Their takeaway from the experience of watching their companies crumble under their feet: Everyone screwed up but us.
Here's the deal: Lawmakers on the Senate Banking Committee were unusually united in their contempt for the way the three men — Greg Becker of SVB, as well as Scott Shay and Eric Howell of Signature — failed to mitigate risks and raked in millions in compensation while their banks imploded.
The grilling from senators lasted just over two hours. The Fed's top banking watchdog was also on the Hill, along with other regulators, testifying in the House as part of his semiannual obligation. Unsurprisingly, the banking crisis came up.
Here are the key takeaways from the Senate hearing:
Everyone else messed up
The executives conducted a masterclass in deflecting blame for their banks' failures.
To hear Becker tell it, Silicon Valley Bank was the victim of a collision of unprecedented rate hikes from the Federal Reserve, a bit of bad press and a social media panic.
In his testimony, Becker said he was "truly sorry" for the bank's collapse, blaming a "series of unprecedented events."
He noted that SVB had been compared to Silvergate — a crypto-focused Southern California lender that announced its liquidation days before SVB collapsed — and that news reports and investors wrongly lumped the two banks together.
"Rumors and misconceptions spread quickly online," sparking the bank run, Becker told lawmakers.
And of course, Becker says, the Fed raised interest higher and faster than expected, even though inflation was supposed to be "transitory."
But did the CEO of the bank do anything wrong that might have contributed to its instability? Becker said he couldn't think of anything.
Lawmakers were incredulous.
"It sounds a lot like my dog ate my homework," said Democratic Sen. Sherrod Brown.
ICYMI: Last month, the Federal Reserve's autopsy report called SVB's failure a "textbook case of mismanagement," while also owning its own supervisory shortcomings.

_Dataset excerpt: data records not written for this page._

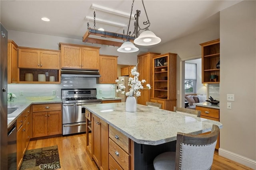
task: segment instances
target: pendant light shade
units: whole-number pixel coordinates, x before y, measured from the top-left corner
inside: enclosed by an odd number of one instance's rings
[[[141,33],[138,38],[134,39],[134,43],[140,45],[151,45],[158,44],[161,39],[148,29]]]
[[[117,49],[117,51],[121,53],[133,53],[139,51],[132,43],[127,41],[123,43],[121,47]]]

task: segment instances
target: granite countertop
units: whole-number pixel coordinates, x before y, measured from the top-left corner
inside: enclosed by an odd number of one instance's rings
[[[195,103],[193,104],[193,105],[198,106],[205,107],[206,107],[212,108],[214,109],[220,109],[220,106],[217,105],[212,105],[208,102],[204,102],[202,103]]]
[[[104,100],[121,100],[123,98],[119,98],[118,97],[102,97],[101,98],[100,98],[102,101]]]
[[[91,112],[138,144],[156,145],[176,140],[178,132],[197,134],[210,131],[218,121],[144,105],[125,111],[125,102],[84,105]]]
[[[12,123],[16,121],[18,117],[21,115],[28,107],[33,104],[45,104],[47,103],[62,103],[62,102],[60,98],[55,98],[44,100],[29,100],[14,101],[14,102],[8,102],[7,107],[18,108],[17,110],[11,114],[7,115],[7,128],[9,128]]]

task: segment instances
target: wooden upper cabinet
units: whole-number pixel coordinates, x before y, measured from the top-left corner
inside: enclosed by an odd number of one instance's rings
[[[113,55],[100,55],[100,83],[116,84],[117,78],[117,57]]]
[[[40,53],[41,68],[60,69],[60,56],[59,52],[44,51]]]
[[[18,67],[40,68],[40,51],[27,48],[19,48]]]
[[[36,69],[60,69],[59,50],[19,47],[18,67]]]
[[[17,83],[18,79],[18,46],[8,40],[8,84]]]
[[[99,49],[92,47],[82,48],[82,68],[99,70]]]
[[[99,47],[60,43],[61,68],[99,70]]]

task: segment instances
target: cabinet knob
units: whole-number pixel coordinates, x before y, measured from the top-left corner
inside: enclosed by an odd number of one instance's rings
[[[117,156],[119,156],[119,153],[118,151],[115,152],[115,154],[116,154]]]
[[[118,136],[118,135],[115,135],[115,137],[116,138],[116,139],[119,139],[119,137]]]

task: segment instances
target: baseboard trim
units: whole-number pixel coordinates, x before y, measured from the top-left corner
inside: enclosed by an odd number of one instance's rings
[[[231,159],[252,168],[256,169],[256,161],[255,160],[220,148],[219,149],[219,155]]]

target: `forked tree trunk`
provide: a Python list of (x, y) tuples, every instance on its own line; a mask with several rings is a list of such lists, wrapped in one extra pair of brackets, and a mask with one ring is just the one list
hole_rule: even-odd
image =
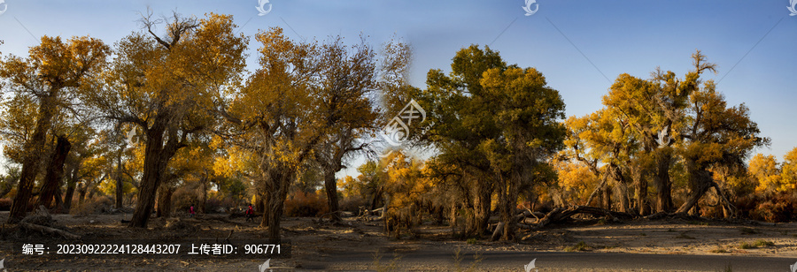
[(24, 156), (22, 159), (22, 170), (19, 173), (19, 184), (17, 187), (17, 195), (12, 204), (8, 215), (8, 223), (15, 223), (27, 214), (27, 206), (33, 195), (33, 187), (39, 172), (39, 164), (42, 155), (45, 152), (45, 140), (47, 132), (52, 125), (52, 117), (56, 113), (56, 97), (60, 87), (52, 86), (49, 95), (41, 97), (39, 102), (39, 117), (36, 118), (36, 126), (27, 142), (24, 146)]
[(176, 135), (171, 135), (166, 145), (163, 144), (166, 117), (158, 116), (155, 119), (155, 124), (146, 132), (143, 175), (138, 191), (138, 203), (129, 224), (134, 228), (147, 227), (155, 206), (155, 194), (164, 178), (166, 164), (179, 148)]
[(686, 201), (676, 210), (676, 213), (686, 213), (697, 206), (698, 201), (703, 197), (703, 194), (711, 187), (711, 172), (705, 167), (696, 165), (696, 162), (687, 162), (686, 169), (689, 171), (689, 184), (691, 185), (691, 192)]
[(634, 172), (634, 195), (636, 196), (637, 214), (640, 216), (647, 215), (647, 180), (645, 179), (641, 167)]
[(476, 192), (473, 201), (473, 215), (475, 228), (469, 228), (468, 235), (484, 235), (490, 223), (490, 205), (492, 202), (492, 192), (486, 182), (476, 179)]
[(288, 197), (288, 187), (290, 185), (289, 166), (277, 162), (272, 165), (266, 176), (266, 211), (263, 213), (261, 227), (268, 227), (268, 238), (280, 239), (280, 219), (282, 216), (283, 204)]
[(205, 170), (205, 174), (202, 175), (202, 178), (199, 179), (199, 213), (206, 214), (207, 210), (207, 170)]
[(155, 212), (157, 217), (169, 217), (172, 215), (172, 194), (174, 188), (161, 185), (158, 193), (158, 208)]
[(69, 180), (66, 181), (66, 193), (64, 193), (64, 210), (69, 211), (72, 208), (72, 198), (74, 197), (74, 186), (77, 185), (77, 180), (80, 174), (81, 164), (77, 163), (77, 165), (73, 166)]
[(340, 206), (337, 202), (337, 180), (335, 179), (337, 170), (324, 168), (324, 191), (327, 193), (327, 205), (333, 222), (340, 221)]
[[(667, 147), (669, 148), (669, 147)], [(672, 181), (669, 179), (669, 165), (672, 161), (670, 150), (659, 150), (656, 155), (656, 173), (654, 182), (656, 185), (656, 211), (672, 211)]]
[(52, 158), (50, 160), (50, 165), (47, 166), (47, 172), (44, 175), (44, 185), (42, 185), (36, 207), (43, 205), (47, 208), (52, 208), (53, 197), (56, 195), (58, 188), (61, 187), (61, 180), (64, 178), (64, 162), (66, 161), (66, 155), (69, 154), (71, 147), (72, 144), (69, 143), (69, 140), (66, 137), (58, 137)]

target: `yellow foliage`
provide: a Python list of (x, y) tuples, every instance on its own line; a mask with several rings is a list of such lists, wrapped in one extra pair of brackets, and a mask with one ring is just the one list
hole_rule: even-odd
[(561, 161), (553, 162), (553, 167), (559, 176), (561, 197), (567, 202), (586, 200), (598, 185), (598, 178), (584, 163)]
[(750, 160), (747, 170), (750, 175), (758, 181), (755, 192), (775, 193), (781, 188), (782, 181), (780, 170), (778, 169), (778, 162), (775, 156), (756, 154)]

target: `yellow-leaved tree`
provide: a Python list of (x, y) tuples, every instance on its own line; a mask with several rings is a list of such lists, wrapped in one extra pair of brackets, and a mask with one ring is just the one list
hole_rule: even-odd
[(95, 38), (74, 37), (65, 42), (60, 37), (43, 36), (28, 53), (27, 57), (11, 56), (0, 63), (0, 79), (6, 82), (4, 88), (16, 96), (25, 96), (37, 108), (33, 132), (20, 144), (20, 154), (16, 155), (22, 170), (9, 223), (21, 220), (27, 213), (39, 165), (47, 154), (48, 134), (64, 109), (67, 94), (77, 93), (89, 85), (87, 80), (101, 72), (110, 49)]

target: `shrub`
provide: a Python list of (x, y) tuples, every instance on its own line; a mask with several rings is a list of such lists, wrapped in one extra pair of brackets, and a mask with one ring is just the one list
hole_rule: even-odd
[(797, 220), (797, 196), (778, 193), (762, 200), (750, 211), (750, 217), (773, 223)]
[(328, 213), (327, 199), (319, 197), (315, 193), (298, 191), (292, 198), (285, 200), (286, 216), (318, 216)]
[(340, 201), (340, 210), (352, 212), (355, 215), (360, 213), (360, 207), (368, 207), (370, 203), (368, 200), (363, 199), (359, 195), (352, 195), (350, 197), (344, 198)]

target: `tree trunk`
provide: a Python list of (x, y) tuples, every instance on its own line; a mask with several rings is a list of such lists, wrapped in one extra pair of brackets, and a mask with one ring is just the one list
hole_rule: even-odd
[(86, 190), (88, 190), (89, 185), (86, 183), (83, 183), (80, 188), (78, 188), (78, 205), (83, 204), (83, 200), (86, 199)]
[(290, 166), (282, 162), (275, 163), (277, 165), (271, 165), (272, 167), (267, 170), (268, 174), (265, 192), (268, 195), (266, 200), (267, 205), (263, 213), (263, 220), (260, 222), (261, 227), (268, 227), (268, 238), (272, 240), (280, 239), (280, 219), (292, 177)]
[(72, 198), (74, 197), (74, 186), (77, 185), (80, 168), (81, 163), (76, 163), (76, 165), (73, 166), (72, 173), (70, 174), (72, 177), (66, 182), (66, 193), (64, 193), (64, 210), (66, 212), (72, 208)]
[(52, 199), (56, 191), (61, 186), (61, 180), (64, 178), (64, 162), (66, 161), (66, 155), (71, 147), (72, 144), (66, 136), (58, 137), (52, 158), (50, 160), (50, 165), (47, 166), (47, 172), (44, 174), (44, 185), (42, 185), (41, 193), (39, 193), (36, 207), (43, 205), (47, 208), (52, 208)]
[(138, 203), (135, 211), (133, 212), (130, 227), (147, 227), (147, 222), (155, 206), (155, 194), (164, 178), (166, 164), (179, 148), (176, 135), (170, 135), (166, 145), (163, 144), (166, 122), (166, 117), (156, 117), (155, 124), (146, 132), (143, 175), (138, 191)]
[(22, 220), (27, 214), (27, 206), (32, 196), (36, 174), (39, 171), (42, 155), (46, 154), (47, 132), (50, 131), (52, 117), (55, 116), (57, 110), (56, 97), (59, 88), (59, 87), (51, 86), (49, 95), (41, 97), (36, 126), (30, 140), (25, 143), (24, 147), (25, 155), (22, 159), (22, 171), (19, 175), (17, 195), (14, 196), (14, 202), (12, 204), (11, 212), (8, 215), (8, 223), (10, 223)]
[(686, 199), (686, 201), (676, 210), (676, 213), (686, 213), (692, 210), (694, 208), (698, 200), (708, 191), (708, 188), (711, 187), (712, 180), (711, 180), (711, 172), (706, 170), (705, 167), (696, 165), (696, 162), (687, 162), (686, 169), (689, 171), (689, 184), (692, 185), (692, 189), (689, 193), (689, 198)]
[(205, 170), (205, 174), (202, 175), (202, 178), (199, 179), (199, 213), (206, 214), (207, 210), (205, 210), (205, 207), (207, 206), (207, 170)]
[(174, 188), (161, 185), (158, 193), (158, 208), (155, 211), (156, 217), (169, 217), (172, 215), (172, 194)]
[[(666, 149), (666, 150), (665, 150)], [(654, 182), (656, 184), (656, 211), (672, 211), (672, 181), (669, 179), (669, 165), (672, 161), (671, 149), (669, 147), (660, 148), (656, 155), (656, 175)]]
[(124, 199), (124, 184), (122, 183), (121, 150), (116, 155), (116, 208), (121, 208)]
[(620, 167), (612, 163), (609, 164), (609, 173), (615, 183), (617, 184), (617, 191), (620, 196), (620, 212), (627, 213), (629, 210), (628, 186), (625, 185), (625, 178)]
[(329, 213), (332, 215), (332, 222), (340, 221), (340, 207), (337, 203), (337, 180), (335, 179), (335, 170), (332, 168), (324, 168), (324, 191), (327, 192), (327, 205), (329, 207)]
[(601, 204), (603, 208), (611, 210), (612, 209), (612, 187), (607, 185), (603, 187), (603, 203)]
[(640, 216), (647, 215), (647, 180), (642, 173), (641, 167), (634, 172), (634, 195), (637, 202), (637, 214)]

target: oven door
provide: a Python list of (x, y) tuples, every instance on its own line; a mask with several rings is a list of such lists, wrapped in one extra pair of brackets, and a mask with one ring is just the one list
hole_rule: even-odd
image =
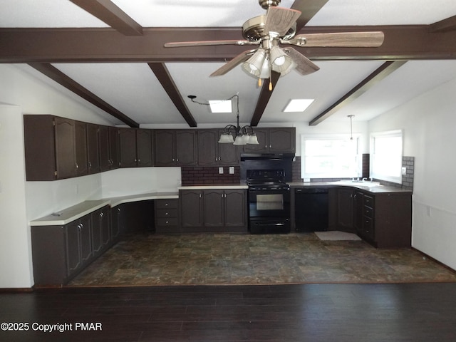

How many ways can we say the word "stupid"?
Hearings like this are known for their grandstanding, but lawmakers really made a meal of it on Tuesday.
Across party lines, the outrage was palpable.
From the right:
"This was bone-deep, down-to-the-marrow stupid," said Republican Sen. John Kennedy. "You put all your eggs in one basket and unless you were living on the International Space Station you could see interest rates were rising...""I'm shocked at the complete negligence and disregard for the economic realities that this country was facing under your leadership," Republican Sen. Tim Scott said.
And from the left:
"Mr. Becker, you've blamed pretty much everyone else for SVB's failures," Brown, the banking committee chair, said. "It's hard to believe a 30-year bank executive, and CEO for 12 years, should have needed a roadmap from the regulators to find the obvious problems that needed to be fixed and weren't."To Shay, the former Signature chairman, Sen. Elizabeth Warren quipped: "Your opinion on what is a responsibly managed bank is...laughable."
Senators focus on compensation
Executive compensation was a recurring issue.
At the time of its collapse, SVB had 31 unresolved supervisory warnings. And still, Becker still received a $1.5 million bonus as part of his 2022 compensation package.
Sen. Warren homed in on the pay issue, grilling Becker and Shay about whether they intended to return any of the billions of dollars that their banks' failures cost the Deposit Insurance Fund. Spoiler alert: Becker didn't commit to returning any money and Shay said he had no intention to do so.
"Right now, the law says that people like Mr. Becker and Mr. Shay can come to Washington, they can lobby for weaker bank regulations, they can load up their banks with risk, they can pay themselves tens of millions of dollars...and when the banks blow up, Mr. Becker and Mr. Shay get to keep all the money. And that is just plain wrong."